Re: Indexes Fragmentation

Hello Rob,
    
    I now see I had misspelled the word tall for toll, anyways, if I    understood correctly, your reply implies there is no impact    whatsoever and there is no need to defrug indexes of the frequently    changing columns. 

Am I right?
 
Thank you!

 

Regards,

Arthur

 

---- Original Message ----
From: Robert Coli <rc...@eventbrite.com>
To: user <us...@cassandra.apache.org>
Sent: Mon, Sep 29, 2014 8:01 pm
Subject: Re: Indexes Fragmentation



On Sun, Sep 28, 2014 at 9:49 AM, Arthur Zubarev <ar...@aol.com> wrote:
There are 200+ times more updates and 50x inserts than analytical loads.

In Cassandra to just be able to query (in CQL) on a column I have to have an index, the question is what tall the fragmentation coming from the frequent updates and inserts has on a CF? Do I also need to manually defrug? 

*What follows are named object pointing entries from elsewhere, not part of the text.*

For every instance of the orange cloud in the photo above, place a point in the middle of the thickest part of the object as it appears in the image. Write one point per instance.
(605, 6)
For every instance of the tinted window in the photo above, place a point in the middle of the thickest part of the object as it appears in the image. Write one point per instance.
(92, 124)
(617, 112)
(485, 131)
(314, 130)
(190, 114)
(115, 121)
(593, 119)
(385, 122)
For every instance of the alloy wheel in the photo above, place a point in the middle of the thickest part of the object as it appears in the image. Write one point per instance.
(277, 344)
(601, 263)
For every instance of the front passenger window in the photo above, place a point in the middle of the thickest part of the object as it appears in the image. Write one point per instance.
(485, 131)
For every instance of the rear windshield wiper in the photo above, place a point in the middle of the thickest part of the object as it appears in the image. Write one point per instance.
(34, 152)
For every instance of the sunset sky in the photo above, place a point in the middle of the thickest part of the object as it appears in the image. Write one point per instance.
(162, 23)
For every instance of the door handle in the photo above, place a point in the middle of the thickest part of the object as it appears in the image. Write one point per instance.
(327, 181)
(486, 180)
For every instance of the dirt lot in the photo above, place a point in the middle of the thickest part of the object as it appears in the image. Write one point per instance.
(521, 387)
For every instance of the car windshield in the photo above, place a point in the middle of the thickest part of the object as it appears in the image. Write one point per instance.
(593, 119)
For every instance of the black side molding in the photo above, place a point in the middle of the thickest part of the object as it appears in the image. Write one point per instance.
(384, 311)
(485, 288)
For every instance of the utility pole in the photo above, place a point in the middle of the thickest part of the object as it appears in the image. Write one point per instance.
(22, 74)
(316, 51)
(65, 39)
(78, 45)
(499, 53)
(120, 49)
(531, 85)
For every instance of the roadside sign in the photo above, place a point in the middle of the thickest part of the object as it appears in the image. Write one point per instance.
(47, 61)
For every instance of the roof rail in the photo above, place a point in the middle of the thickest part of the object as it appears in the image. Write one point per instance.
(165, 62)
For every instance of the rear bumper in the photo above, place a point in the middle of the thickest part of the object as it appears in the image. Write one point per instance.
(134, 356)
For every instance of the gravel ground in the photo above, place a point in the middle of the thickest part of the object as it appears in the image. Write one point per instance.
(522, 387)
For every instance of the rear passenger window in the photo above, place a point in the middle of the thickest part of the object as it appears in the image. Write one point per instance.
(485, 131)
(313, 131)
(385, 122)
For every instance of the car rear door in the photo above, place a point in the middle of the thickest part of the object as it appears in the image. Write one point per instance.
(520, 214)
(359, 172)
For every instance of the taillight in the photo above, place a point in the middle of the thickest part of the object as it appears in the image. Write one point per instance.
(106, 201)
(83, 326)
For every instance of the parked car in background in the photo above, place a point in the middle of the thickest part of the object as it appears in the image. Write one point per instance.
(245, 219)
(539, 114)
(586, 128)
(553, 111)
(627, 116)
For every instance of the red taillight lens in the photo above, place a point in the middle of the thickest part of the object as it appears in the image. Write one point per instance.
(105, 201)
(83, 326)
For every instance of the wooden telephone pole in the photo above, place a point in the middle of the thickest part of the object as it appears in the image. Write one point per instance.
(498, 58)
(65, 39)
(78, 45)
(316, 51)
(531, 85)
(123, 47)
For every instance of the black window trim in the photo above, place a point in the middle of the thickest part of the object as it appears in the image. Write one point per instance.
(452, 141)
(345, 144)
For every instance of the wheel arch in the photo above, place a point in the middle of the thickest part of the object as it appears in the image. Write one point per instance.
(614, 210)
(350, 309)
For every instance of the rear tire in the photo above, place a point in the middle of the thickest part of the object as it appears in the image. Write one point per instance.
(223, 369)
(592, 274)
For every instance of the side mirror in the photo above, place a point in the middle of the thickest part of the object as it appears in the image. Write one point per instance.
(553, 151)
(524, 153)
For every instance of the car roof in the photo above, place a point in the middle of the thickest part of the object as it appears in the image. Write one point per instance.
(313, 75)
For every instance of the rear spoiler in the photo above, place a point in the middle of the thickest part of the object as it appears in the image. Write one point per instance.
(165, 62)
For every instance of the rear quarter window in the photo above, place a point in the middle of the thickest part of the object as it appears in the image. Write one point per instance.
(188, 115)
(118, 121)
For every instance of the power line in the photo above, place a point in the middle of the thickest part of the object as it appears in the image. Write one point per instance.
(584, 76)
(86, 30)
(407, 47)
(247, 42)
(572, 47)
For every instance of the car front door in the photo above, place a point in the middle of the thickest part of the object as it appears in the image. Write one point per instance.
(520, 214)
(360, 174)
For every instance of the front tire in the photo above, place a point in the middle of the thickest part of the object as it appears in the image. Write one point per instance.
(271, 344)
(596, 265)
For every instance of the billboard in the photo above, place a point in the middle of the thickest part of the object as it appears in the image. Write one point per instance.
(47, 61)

You have appeared to have just asked if maintaing indexes which have a high rate of change in a log structured database with immutable data files is likely to be more performant than maintaining them in a database with modify-in-place semantics.


"No."


=Rob





Re: Indexes Fragmentation

Posted by Robert Coli <rc...@eventbrite.com>.
On Fri, Oct 3, 2014 at 6:03 PM, Arthur Zubarev <ar...@aol.com>
wrote:

> I now see I had misspelled the word tall for toll, anyways, if I
> understood correctly, your reply implies there is no impact whatsoever and
> there is no need to defrug indexes of the frequently changing columns.
>

"Cases with lots of secondary indexes which have a lot of churn are not
well suited for a database with immutable datafiles which wants to be
accessed by Primary Key."

The fragmentation is really bad, because the data files are immutable and
you have a lot of churn. Probably don't do it?